One definition of the word perspective is "the faculty of seeing all relevant data in a meaningful relationship." Not bad, but hard to consider when a slew of troubles crowd in on you. And yet, it can be done. A few examples:Imagine being born without the ability to see or hear. Who can blame someone for throwing in the towel on that one? A young woman named Helen Keller overcame it instead. So well that, with the dedicated help of Anne Sullivan, she became a college graduate (Radcliff), an author (12 books), renowned lecturer and world traveler.
Franklin Roosevelt was a rising star on the political scene as the 1920s came roaring in. Then polio knocked him down, making him a cripple for the remainder of his life. His wealthy mother wanted to pamper him away from politics and into a reclusive life. But his wife, Eleanor, urged him back into action. Wheelchair, crutches, leg braces and all, he became a governor, then one of our top three presidents.
Little Benny Franklin had to drop out of school when he was 10. Leaving home, he traveled by himself from Boston to Philadelphia and into the world of work as a printer. Seeking a better life, he taught himself five different languages, all the math of his day, and became an inventor, philosopher and one of our nation's most outstanding statesmen.

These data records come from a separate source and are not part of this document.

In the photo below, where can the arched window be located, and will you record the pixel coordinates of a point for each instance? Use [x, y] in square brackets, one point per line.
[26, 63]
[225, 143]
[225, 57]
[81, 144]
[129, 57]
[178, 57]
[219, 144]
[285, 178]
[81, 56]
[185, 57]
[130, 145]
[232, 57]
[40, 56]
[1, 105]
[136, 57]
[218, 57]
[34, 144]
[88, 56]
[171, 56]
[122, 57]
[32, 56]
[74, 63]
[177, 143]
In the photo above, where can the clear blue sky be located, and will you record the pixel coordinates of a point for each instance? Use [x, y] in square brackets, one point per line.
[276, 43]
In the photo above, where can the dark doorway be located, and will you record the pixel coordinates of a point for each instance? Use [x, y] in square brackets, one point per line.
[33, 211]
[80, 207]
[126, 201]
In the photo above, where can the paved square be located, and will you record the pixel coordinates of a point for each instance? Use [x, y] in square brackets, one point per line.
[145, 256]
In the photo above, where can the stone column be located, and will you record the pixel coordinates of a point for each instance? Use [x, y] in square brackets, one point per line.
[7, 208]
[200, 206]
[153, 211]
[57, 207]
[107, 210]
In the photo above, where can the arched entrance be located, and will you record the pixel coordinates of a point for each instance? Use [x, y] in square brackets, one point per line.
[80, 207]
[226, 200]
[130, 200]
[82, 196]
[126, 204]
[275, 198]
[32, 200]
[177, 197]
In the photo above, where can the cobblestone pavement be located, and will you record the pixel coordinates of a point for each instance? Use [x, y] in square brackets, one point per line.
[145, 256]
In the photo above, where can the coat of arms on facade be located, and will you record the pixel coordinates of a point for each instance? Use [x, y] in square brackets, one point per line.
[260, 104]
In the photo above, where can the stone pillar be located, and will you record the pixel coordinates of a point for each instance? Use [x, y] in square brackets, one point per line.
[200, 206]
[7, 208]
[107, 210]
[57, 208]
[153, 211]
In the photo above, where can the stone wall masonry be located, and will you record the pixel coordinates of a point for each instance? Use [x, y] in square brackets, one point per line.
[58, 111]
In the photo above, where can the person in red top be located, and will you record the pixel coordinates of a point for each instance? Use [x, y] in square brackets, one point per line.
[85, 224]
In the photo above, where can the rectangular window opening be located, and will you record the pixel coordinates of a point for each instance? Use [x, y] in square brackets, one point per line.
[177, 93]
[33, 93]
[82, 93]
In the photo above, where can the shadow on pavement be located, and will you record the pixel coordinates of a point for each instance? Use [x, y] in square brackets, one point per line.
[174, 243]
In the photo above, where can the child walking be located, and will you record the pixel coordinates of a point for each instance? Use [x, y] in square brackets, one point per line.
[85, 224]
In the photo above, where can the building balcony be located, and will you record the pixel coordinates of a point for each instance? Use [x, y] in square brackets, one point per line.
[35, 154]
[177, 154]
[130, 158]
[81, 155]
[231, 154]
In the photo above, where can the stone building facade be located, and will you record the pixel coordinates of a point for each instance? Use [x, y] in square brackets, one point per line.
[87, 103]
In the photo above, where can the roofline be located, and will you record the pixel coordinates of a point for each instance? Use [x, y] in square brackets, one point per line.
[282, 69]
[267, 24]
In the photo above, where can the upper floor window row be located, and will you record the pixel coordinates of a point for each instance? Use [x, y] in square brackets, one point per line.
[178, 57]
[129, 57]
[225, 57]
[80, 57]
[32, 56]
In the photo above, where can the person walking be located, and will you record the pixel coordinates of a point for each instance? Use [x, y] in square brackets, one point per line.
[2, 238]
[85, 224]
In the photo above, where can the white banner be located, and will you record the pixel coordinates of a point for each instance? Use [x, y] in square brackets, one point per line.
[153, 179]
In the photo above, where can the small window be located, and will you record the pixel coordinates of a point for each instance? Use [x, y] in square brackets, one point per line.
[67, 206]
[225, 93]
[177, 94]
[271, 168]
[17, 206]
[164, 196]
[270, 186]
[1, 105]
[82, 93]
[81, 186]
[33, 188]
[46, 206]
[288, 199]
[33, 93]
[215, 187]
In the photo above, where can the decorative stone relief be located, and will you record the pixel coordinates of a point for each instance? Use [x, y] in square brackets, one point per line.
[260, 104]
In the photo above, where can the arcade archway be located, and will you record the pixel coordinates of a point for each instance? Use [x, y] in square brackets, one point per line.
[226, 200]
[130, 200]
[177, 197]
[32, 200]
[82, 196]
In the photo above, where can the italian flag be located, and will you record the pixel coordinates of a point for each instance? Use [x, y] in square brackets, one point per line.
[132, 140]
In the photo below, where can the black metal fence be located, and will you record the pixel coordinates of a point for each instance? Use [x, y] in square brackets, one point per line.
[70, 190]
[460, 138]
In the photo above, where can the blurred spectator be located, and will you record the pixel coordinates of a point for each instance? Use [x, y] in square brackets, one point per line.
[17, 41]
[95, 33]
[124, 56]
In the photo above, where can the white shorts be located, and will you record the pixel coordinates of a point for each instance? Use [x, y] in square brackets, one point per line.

Closer to home, my friend and teacher-coach, Don Grant, was hoping to become an athlete when polio struck him, too. Ten years old, flat on his back, he was told he'd never walk again. He told me he woke with a wet pillow often until he realized crying was getting him nowhere.
Refusing to stay in a wheelchair, he crawled all over, eventually pulled himself upright, then hobbled on crutches, to one crutch, to a cane, and finally running unaided. Athletics? He played football and baseball on his knees for City College of San Francisco and gained the school's Hall of Fame. He also played guard on Cal's rambler teams.
From all this comes the hope that, the next time fate swats you with a sledgehammer -- your one-and-only runs off with Charlie the hairy-arm bartender, or the pro basketball teams won't give short guys the time of day -- stuff your woes in the perspective bag and give life your best shot.
Perspective humor: A fellow was talked into sky diving by a friend. Obviously worried, he was assured he'd have an extra parachute in case of trouble. And, after landing, a truck would pick him up to take him back.
He bailed out.
The main chute didn't open.
The secondary one didn't either. Then he said to himself, "I bet the truck won't be there either!"
Fortune knocked at a fellow's door one day.
But he wasn't home.
He was over at a neighbor's house complaining about his bad luck.